Pero la muchacha no le miraba a él. Miraba a Rience, que intentaba en vano alzarse sobre la plataforma.
—Ayuda... —Rience venció su castañeteo de dientes—. Sálvame...
La muchacha frenó, girando con los patines con gracia de danzarina. Estaba de pie con las piernas ligeramente separadas, la espada sujeta con las dos manos, a baja altura, hacia las caderas.
—Sálvame —gimió Rience, clavando los temblorosos dedos en el hielo—. Sálvame... Y te diré... dónde está Yennefer... Lo juro...
La muchacha se retiró lentamente el chal del rostro. Y sonrió. Bóreas Mun vio una terrible cicatriz y ahogó con dificultad un grito.

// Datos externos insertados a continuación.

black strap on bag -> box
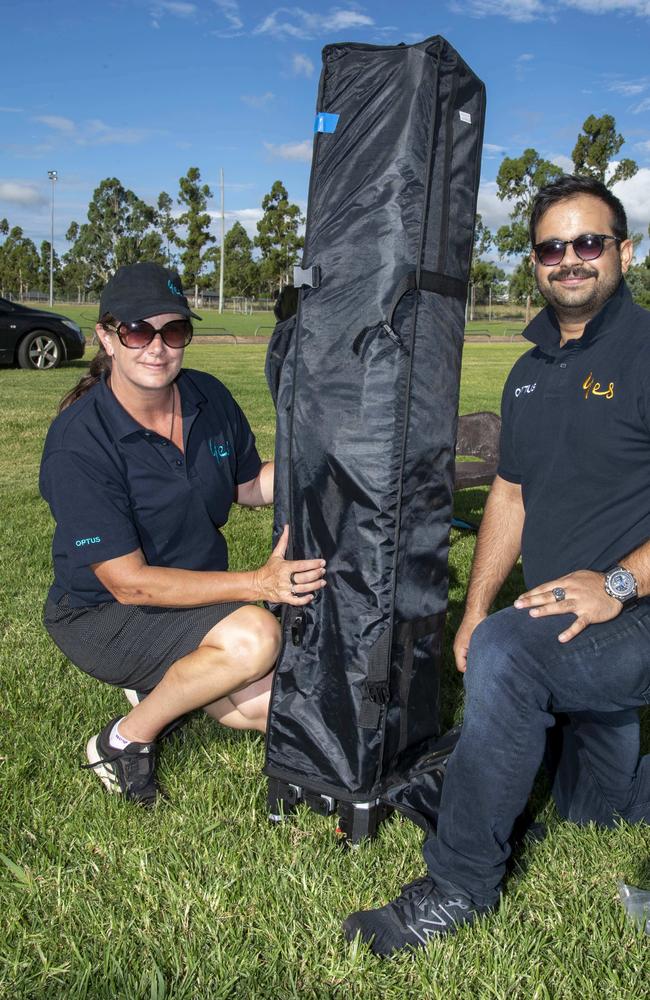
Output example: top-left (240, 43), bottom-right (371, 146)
top-left (359, 627), bottom-right (392, 729)
top-left (388, 270), bottom-right (467, 327)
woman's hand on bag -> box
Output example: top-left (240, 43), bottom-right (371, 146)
top-left (253, 524), bottom-right (326, 606)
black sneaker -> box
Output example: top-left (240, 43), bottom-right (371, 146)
top-left (343, 878), bottom-right (491, 955)
top-left (82, 716), bottom-right (159, 806)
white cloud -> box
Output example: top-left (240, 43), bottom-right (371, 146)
top-left (609, 77), bottom-right (648, 97)
top-left (81, 118), bottom-right (156, 146)
top-left (546, 153), bottom-right (575, 174)
top-left (612, 167), bottom-right (650, 234)
top-left (254, 7), bottom-right (375, 38)
top-left (0, 181), bottom-right (47, 205)
top-left (214, 0), bottom-right (244, 37)
top-left (483, 142), bottom-right (507, 160)
top-left (451, 0), bottom-right (549, 21)
top-left (33, 115), bottom-right (160, 150)
top-left (154, 0), bottom-right (198, 17)
top-left (515, 52), bottom-right (535, 80)
top-left (264, 139), bottom-right (313, 163)
top-left (291, 52), bottom-right (314, 77)
top-left (450, 0), bottom-right (650, 22)
top-left (241, 90), bottom-right (275, 108)
top-left (33, 115), bottom-right (75, 134)
top-left (562, 0), bottom-right (650, 17)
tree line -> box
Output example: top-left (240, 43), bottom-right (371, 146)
top-left (471, 115), bottom-right (650, 308)
top-left (0, 115), bottom-right (650, 307)
top-left (0, 167), bottom-right (304, 301)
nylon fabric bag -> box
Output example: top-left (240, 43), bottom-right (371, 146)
top-left (265, 36), bottom-right (485, 816)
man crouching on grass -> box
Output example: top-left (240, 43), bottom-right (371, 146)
top-left (343, 176), bottom-right (650, 955)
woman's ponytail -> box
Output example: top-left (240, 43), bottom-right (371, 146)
top-left (59, 316), bottom-right (114, 413)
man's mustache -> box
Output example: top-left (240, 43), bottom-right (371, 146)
top-left (548, 266), bottom-right (598, 281)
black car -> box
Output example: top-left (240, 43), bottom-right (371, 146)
top-left (0, 299), bottom-right (86, 369)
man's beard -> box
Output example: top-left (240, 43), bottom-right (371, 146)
top-left (537, 259), bottom-right (623, 317)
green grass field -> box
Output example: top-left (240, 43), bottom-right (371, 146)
top-left (0, 344), bottom-right (650, 1000)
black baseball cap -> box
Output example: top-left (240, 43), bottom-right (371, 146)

—Rience —dijo Ciri, aún sonriente—. Pues si tú me querías enseñar lo que es el dolor. ¿Lo recuerdas? Con estas manos. Con estos dedos. ¿Con éstos? ¿Con éstos con los que ahora te sujetas al hielo?
Rience respondió, Boreas no entendió qué, porque los dientes del hechicero castañeteaban y chasqueaban de forma que impedían el habla articulada. Ciri giró y alzó la mano con la espada. Bóreas apretó los dientes convencido de que iba a rajar a Rience, pero la muchacha sólo tomaba impulso para ponerse en marcha. Para enorme asombro del rastreador, la muchacha se fue, deprisa, impulsándose con bruscos encogimientos de los brazos. Desapareció en la niebla, al cabo de un momento se apagó también el rítmico chirrido de los patines.
—Mun... Saaa... saca... me... —ladró Rience, con la barbilla sobre el borde de la grieta. Echó las dos manos sobre el hielo, intentó clavar las uñas, pero tenía ya todas rotas. Enderezó los dedos, intentando agarrarse a la superficie con las palmas y las muñecas. Bóreas Mun le miraba y estaba seguro, completamente seguro...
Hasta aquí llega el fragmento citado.